In: Economics
Discuss the major issues relating to types of variables used and sample size required in the application of discriminant analysis.
Discriminant analysis is a technique that is used by the researcher to analyze the research data when the criterion or the dependent variable is categorical and the predictor or the independent variable is interval in nature. The term categorical variable means that the dependent variable is divided into a number of categories. For example, three brands of computers, Computer A, Computer B and Computer C can be the categorical dependent variable.
The objective of discriminant analysis is to develop discriminant functions that are nothing but the linear combination of independent variables that will discriminate between the categories of the dependent variable in a perfect manner. It enables the researcher to examine whether significant differences exist among the groups, in terms of the predictor variables. It also evaluates the accuracy of the classification.
Discriminant analysis is described by the number of categories that is possessed by the dependent variable.
As in statistics, everything is assumed up until infinity, so in this case, when the dependent variable has two categories, then the type used is two-group discriminant analysis. If the dependent variable has three or more than three categories, then the type used is multiple discriminant analysis. The major distinction to the types of discriminant analysis is that for a two group, it is possible to derive only one discriminant function. On the other hand, in the case of multiple discriminant analysis, more than one discriminant function can be computed.
There are many examples that can explain when discriminant analysis fits. It can be used to know whether heavy, medium and light users of soft drinks are different in terms of their consumption of frozen foods. In the field of psychology, it can be used to differentiate between the price sensitive and non price sensitive buyers of groceries in terms of their psychological attributes or characteristics. In the field of business, it can be used to understand the characteristics or the attributes of a customer possessing store loyalty and a customer who does not have store loyalty.

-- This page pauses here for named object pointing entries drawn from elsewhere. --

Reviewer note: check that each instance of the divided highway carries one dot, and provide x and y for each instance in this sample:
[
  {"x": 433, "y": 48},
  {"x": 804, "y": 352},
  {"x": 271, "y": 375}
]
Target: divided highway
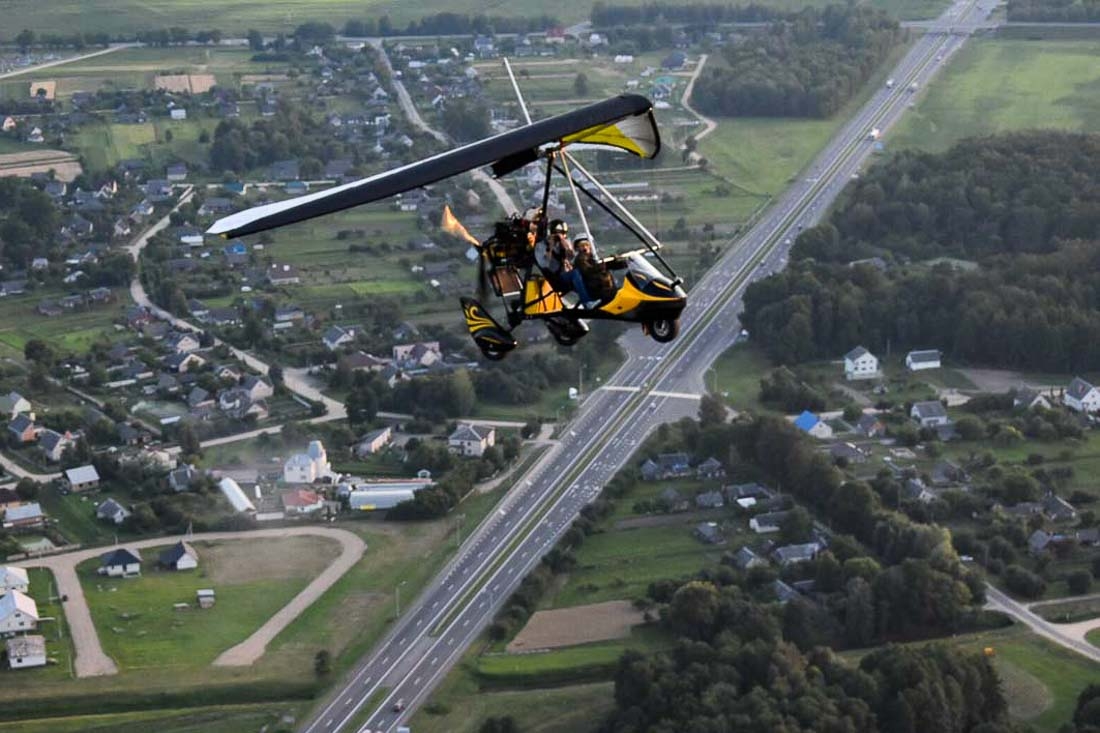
[{"x": 658, "y": 383}]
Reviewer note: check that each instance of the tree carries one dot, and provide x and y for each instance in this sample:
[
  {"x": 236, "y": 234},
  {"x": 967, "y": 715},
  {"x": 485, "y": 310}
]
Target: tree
[
  {"x": 322, "y": 663},
  {"x": 581, "y": 85},
  {"x": 24, "y": 40}
]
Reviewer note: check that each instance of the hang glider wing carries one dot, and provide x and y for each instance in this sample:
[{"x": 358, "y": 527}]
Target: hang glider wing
[{"x": 625, "y": 122}]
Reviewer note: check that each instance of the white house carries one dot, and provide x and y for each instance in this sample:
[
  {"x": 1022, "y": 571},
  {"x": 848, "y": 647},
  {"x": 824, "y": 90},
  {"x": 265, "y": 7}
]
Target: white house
[
  {"x": 472, "y": 439},
  {"x": 26, "y": 652},
  {"x": 13, "y": 404},
  {"x": 1081, "y": 396},
  {"x": 18, "y": 612},
  {"x": 179, "y": 556},
  {"x": 120, "y": 562},
  {"x": 307, "y": 467},
  {"x": 83, "y": 478},
  {"x": 12, "y": 578},
  {"x": 860, "y": 364},
  {"x": 930, "y": 414},
  {"x": 916, "y": 361}
]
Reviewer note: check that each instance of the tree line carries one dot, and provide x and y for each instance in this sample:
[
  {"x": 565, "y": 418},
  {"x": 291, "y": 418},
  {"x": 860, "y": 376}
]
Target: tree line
[
  {"x": 806, "y": 64},
  {"x": 1022, "y": 209},
  {"x": 1054, "y": 11}
]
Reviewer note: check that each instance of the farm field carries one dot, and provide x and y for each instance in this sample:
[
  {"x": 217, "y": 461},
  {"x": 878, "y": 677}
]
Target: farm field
[
  {"x": 234, "y": 17},
  {"x": 997, "y": 86},
  {"x": 139, "y": 626}
]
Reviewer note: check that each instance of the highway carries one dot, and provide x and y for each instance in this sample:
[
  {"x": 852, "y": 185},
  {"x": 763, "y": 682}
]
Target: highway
[{"x": 658, "y": 383}]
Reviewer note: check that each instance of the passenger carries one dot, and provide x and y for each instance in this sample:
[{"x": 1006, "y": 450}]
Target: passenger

For a researcher, it is important to understand the relationship of discriminant analysis with Regression and Analysis of Variance (ANOVA) which has many similarities and differences. Often we can find similarities and differences with the people we come across. Similarly, there are some similarities and differences with discriminant analysis along with two other procedures. The similarity is that the number of dependent variables is one in discriminant analysis and in the other two procedures, the number of independent variables are multiple in discriminant analysis. The difference is categorical or binary in discriminant analysis, but metric in the other two procedures. The nature of the independent variables is categorical in Analysis of Variance (ANOVA), but metric in regression and discriminant analysis
Unequal group size does not influence the direct solution of the discriminant analysis problem. However, unequal group size can cause subtle changes during the classification phase. Normally, the sampling frequency of each group (the proportion of the total sample that belongs to a particular group) is used during the classification stage. If the relative group sample sizes are not representative of their sizes in the overall population, the classification procedure will be erroneous
Discriminant analysis does not make the strong normality assumptions that MANOVA does because the emphasis is on classification. A sample size of at least twenty observations in the smallest group is usually adequate to ensure robustness of any inferential tests that may be made. Outliers can cause severe problems that even the robustness of discriminant analysis will not overcome. You should screen your data carefully for outliers using the various univariate and multivariate normality tests and plots to determine if the normality assumption is reasonable. You should perform these tests on one group at a time.
Multicollinearity occurs when one predictor variable is almost a weighted average of the others. This collinearity will only show up when the data are considered one group at a time. Forms of multicollinearity may show up when you have very small group sample sizes (when the number of observations is less than the number of variables). In this case, you must reduce the number of independent variables.